The NZ Venture Investment Fund and associated VC partners have been pleading for more time (than the originally estimated seven years) to obtain a return from the fledgling companies they invested in. NZVIF and its VC partners have just started to exit some of their investments, including HaloIPT – the first of what must be hoped is a number of divestments.

All of which is a roundabout way of pointing out a fascinating article by Pascal-Emmanuel Gobry at Businessinsider.com, ‘The Way Companies are Getting Financed is Completely Changing'.

Gorby argues that though the VC market is moribund, there are many new financing options for growing companies that weren’t available a year ago.

These include:
- Crowdfunding
- Accelerators
- Super-angels
- Late-stage private equity
- The long-delayed IPO

There isn’t yet a local crowdfunding play, but there doesn’t have to be. A newly hatching startup can hang their shingle, put their pitch on sites such as AngelList.com or Kickstarter.com (similar but for ‘creatives’) and see if they garner enough collective money to allow them to get going.

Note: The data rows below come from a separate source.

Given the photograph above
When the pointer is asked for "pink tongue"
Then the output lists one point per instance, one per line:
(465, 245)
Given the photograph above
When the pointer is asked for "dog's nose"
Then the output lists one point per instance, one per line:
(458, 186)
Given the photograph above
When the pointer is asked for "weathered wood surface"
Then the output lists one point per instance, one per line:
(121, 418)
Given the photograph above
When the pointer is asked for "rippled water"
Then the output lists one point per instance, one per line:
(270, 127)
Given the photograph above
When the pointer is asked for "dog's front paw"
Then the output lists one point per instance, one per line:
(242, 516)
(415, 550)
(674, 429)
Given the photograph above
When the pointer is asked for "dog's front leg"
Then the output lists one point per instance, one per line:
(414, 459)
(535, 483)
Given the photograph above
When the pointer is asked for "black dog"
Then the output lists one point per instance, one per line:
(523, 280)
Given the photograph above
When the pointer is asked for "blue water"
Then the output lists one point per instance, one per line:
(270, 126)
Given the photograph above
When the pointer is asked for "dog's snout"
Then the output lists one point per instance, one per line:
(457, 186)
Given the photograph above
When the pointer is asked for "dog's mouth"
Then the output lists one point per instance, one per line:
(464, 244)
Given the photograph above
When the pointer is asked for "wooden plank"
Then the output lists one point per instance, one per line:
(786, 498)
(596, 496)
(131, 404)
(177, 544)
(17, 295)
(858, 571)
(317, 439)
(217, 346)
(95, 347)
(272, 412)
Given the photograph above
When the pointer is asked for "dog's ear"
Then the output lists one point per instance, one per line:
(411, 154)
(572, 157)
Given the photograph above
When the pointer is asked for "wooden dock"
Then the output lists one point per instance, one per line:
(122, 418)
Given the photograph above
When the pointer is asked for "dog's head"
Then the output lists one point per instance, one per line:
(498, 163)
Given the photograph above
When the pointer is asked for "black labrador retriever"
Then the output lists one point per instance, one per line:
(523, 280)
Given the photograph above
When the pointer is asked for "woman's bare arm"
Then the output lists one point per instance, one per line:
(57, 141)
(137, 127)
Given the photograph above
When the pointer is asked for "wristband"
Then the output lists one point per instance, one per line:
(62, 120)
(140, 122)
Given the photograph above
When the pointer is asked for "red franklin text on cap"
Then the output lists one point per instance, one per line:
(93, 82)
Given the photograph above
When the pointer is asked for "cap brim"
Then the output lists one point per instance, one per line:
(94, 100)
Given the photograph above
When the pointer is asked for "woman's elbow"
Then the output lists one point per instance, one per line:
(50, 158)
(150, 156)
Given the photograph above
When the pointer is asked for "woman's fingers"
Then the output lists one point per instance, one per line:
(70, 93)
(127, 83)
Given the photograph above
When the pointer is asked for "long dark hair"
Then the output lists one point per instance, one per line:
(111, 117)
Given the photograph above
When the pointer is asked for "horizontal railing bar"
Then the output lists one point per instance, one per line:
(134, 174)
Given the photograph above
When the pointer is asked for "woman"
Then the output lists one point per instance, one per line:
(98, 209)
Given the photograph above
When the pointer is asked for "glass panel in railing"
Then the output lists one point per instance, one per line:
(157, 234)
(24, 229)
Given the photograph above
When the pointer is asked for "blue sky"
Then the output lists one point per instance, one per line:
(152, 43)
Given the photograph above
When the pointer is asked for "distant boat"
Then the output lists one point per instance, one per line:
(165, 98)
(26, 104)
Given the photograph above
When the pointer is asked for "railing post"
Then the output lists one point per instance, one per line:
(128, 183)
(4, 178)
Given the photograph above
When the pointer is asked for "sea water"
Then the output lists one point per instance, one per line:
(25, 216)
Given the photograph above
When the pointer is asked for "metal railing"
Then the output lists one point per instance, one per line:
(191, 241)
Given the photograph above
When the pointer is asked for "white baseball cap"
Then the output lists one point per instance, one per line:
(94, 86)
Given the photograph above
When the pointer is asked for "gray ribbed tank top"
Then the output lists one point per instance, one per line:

The Securities Market Conduct Bill might manage to get through Parliament in the first quarter of next year, and this contains provisions for peer to peer lending (for smaller amounts that doesn’t require the person receiving the money to issue a prospectus) which will legally allow crowdfunding type setups in New Zealand.

Who fills this Kiwi-centric void will be a fascinating space to watch next year.

Accelerators are a more advanced, more IT-centric form of our incubators. The incubators are doing a reasonable job in New Zealand, and MED can't kill them).

The angel investment scene has been an expanding bright spot – with November’s Angels Summit in Tauranga deliberately coinciding with the announcement of a new ‘Enterprise Angels’ body centred on the Bay of Plenty. It initially has $4 million in its investment pot.

New Zealand’s angels are filling some of the gap currently left by VCs, as most are fully subscribed by their investment companies. An exception is the Movac #3 fund which is now looking for investment opportunities.

It is the later, slightly more mature startups that find it difficult to expand in New Zealand.

These slightly larger companies are still too small for private equity companies to buy out, while a stockmarket listing is usually deemed too expensive and/or comes with too many reporting obligations.

This is part of the NZ conundrum, the ‘Valley of Death’ funding gap. It’s the $2 million to $10 million next capital injection required by growing companies, expanding their footprint across the rest of the world.

All and all, this means the next period of startups and commercialisation and investment is promising to be very interesting.

The development of new funding options will coincide with the launch of the Science and Innovation Council (to be chaired by a senior cabinet minister, we're tipping John Key).

It’s all part of a stirring of the innovation pot – actually turning a good idea into something that makes money.

The more this happens, the more it will happen. It’s a virtuous spiral that can only be good for all of us.